Here's a pic of one of my jars of dandelion oil, while it was steeping...and some chive blossoms I was washing for another flower craft:  chive blossom vinegar!  I have a group of chives I've been growing for years.  They are the absolute hardiest plant ever (thank goodness!), and have lived through snows, me not watering them, the soil getting ever lower in their pot...just about anything you can imagine.  They were the only herb in my starter kit that actually grew, and every year they give me a crop of blossoms.

Once the flowers are fully opened up (like you can see in the bunch over my coffee cup), I clip them off and bring them inside.  They get a thorough wash as well (again, to help remove any critters), and once they are clean, I clip them right at the base of the flower, put them in a bottle or jar, and fill it with vinegar.

The chive blossoms give a light chive flavor to the vinegar, and they turn it a beautiful purple color!  I keep mine in the fridge, and take the flowers out after a couple of weeks.  Some of the color might bleach out if it gets too much light.
I have been drying and saving flower petals since I was a child.  Pretty much anytime I get flowers, I'll probably dry them.  I have some old jars of flower petals I've had since high school!  Many flowers retain their color well when dried, and some hold up as whole blossoms, while others tend to loose their petals.  Last year, while my mother-in-law was on a trip, I was taking care of her rosebushes, so I dried a whole lot of rose petals!

As there was a decent chance of spiders in the roses (I think I found at least one in every bag of roses I brought home), I took them outside, and pulled all the nice petals off (discarding the ones that were brown or eaten by bugs), and then brought them inside in a large bowl to dry.  Every day, I'd fluff them up, flipping them around so they dried evenly.  They smelled lovely as they were drying!  I did put a lid over them at night, or our cats thought they were fun toys to get into...

One craft I haven't done yet with my rose petals (but plan on...) is making rose beads.  You take your dried rose petals, add a tiny bit of water and grind them into a paste, and then form them into beads.  This is a very traditional craft, and many historic rose beads still exist.

I love having flower petals to add to mojo bags. 
This is actually the start of a sachet I made, with the dried leavings of some Florida water (which used some of the dried rose petals among other things).  I also add flower petals and dried herbs to spell bags or bundles that I am going to leave outdoors.

One beautiful thing to do with dried (or fresh..) flower petals is to sprinkle them over your altar.  You can also draw symbols with them, or use them to mark the boundaries of your circle!

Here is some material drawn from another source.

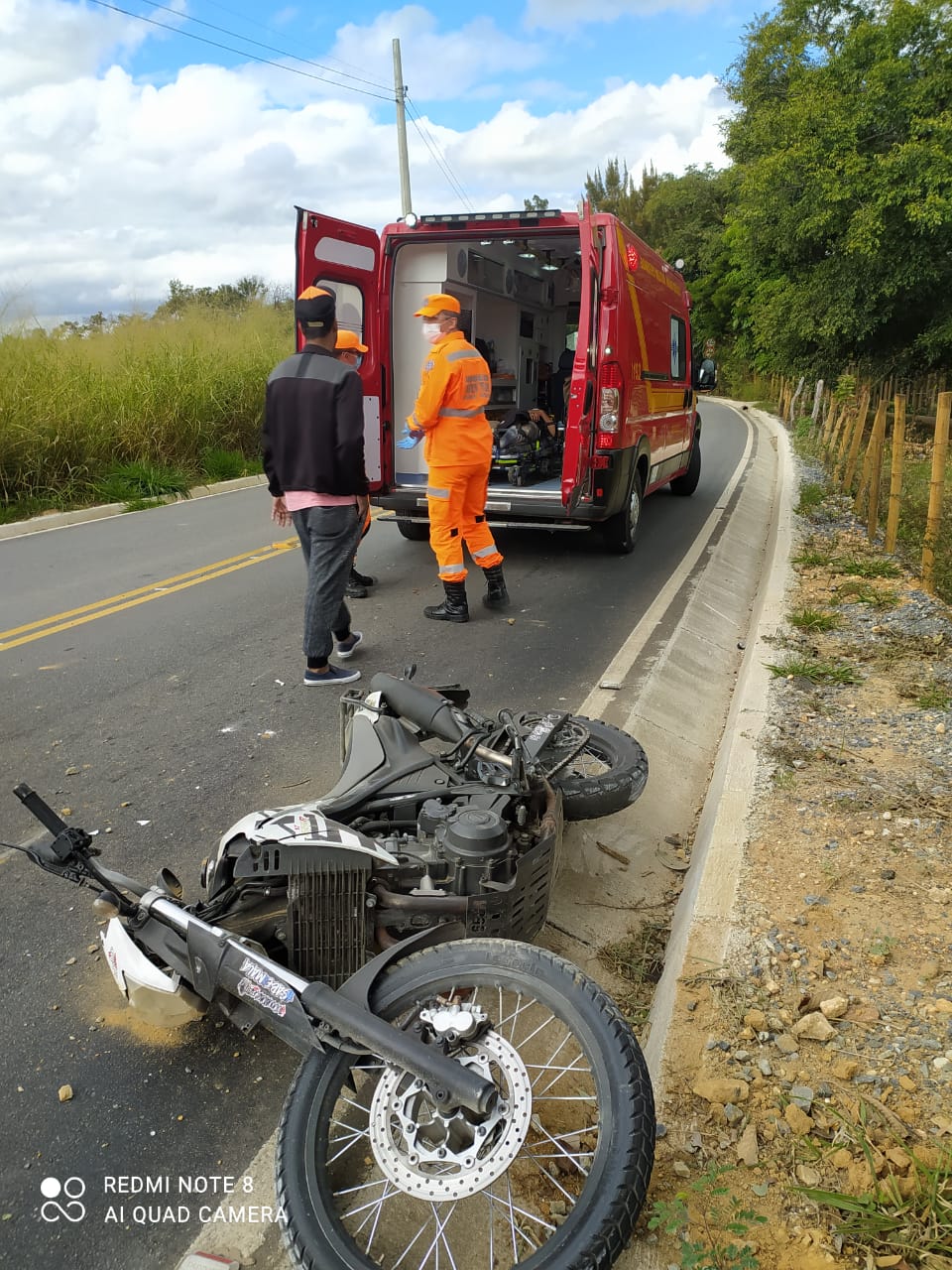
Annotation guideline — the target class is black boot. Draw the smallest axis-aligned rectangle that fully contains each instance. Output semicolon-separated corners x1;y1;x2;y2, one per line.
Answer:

Florida Water is a wonderful thing to make, and can be used to cleanse (like burning sage).  I have made my own the past two years, and I love how it smells!  I start with the peel of one orange, along with bits of cinnamon, whole cloves, lavender, star anise, and this year I added rose petals.  I make mine with Vodka (and I don't water down my base) so it all goes into a bottle, and steeps in the vodka until it smells potent and lovely.  Every day, I give it a bit of a shake, to mix things up inside.

Then I strain it all out, this time reserving the bits and drying them to make a blessing sachet for my clothing drawers.  I store my Florida Water in a lovely glass bottle, ready for use whenever!  You can also dilute it, and put it in a spray bottle, for asperging the air in your home.

One final bit of flower magic:  dandelion fluff wishes!
Once the dandelions have gone to seed, you can gather up the fluff and keep it on hand for your wish magic!  I keep mine in a caning jar, but without the full lid, using a piece of cloth to help make sure it doesn't get moisture trapped inside.

You can also make small wish jars, using small glass bottles, filled with dandelion fluff.  These can be kept as altar pieces or worn as jewelry!

When you need to add a bit of wish magic, take a pinch of seeds and either add them to your working, or take them outside, and blow your wishes into them, releasing them so they can carry your wishes out to the world!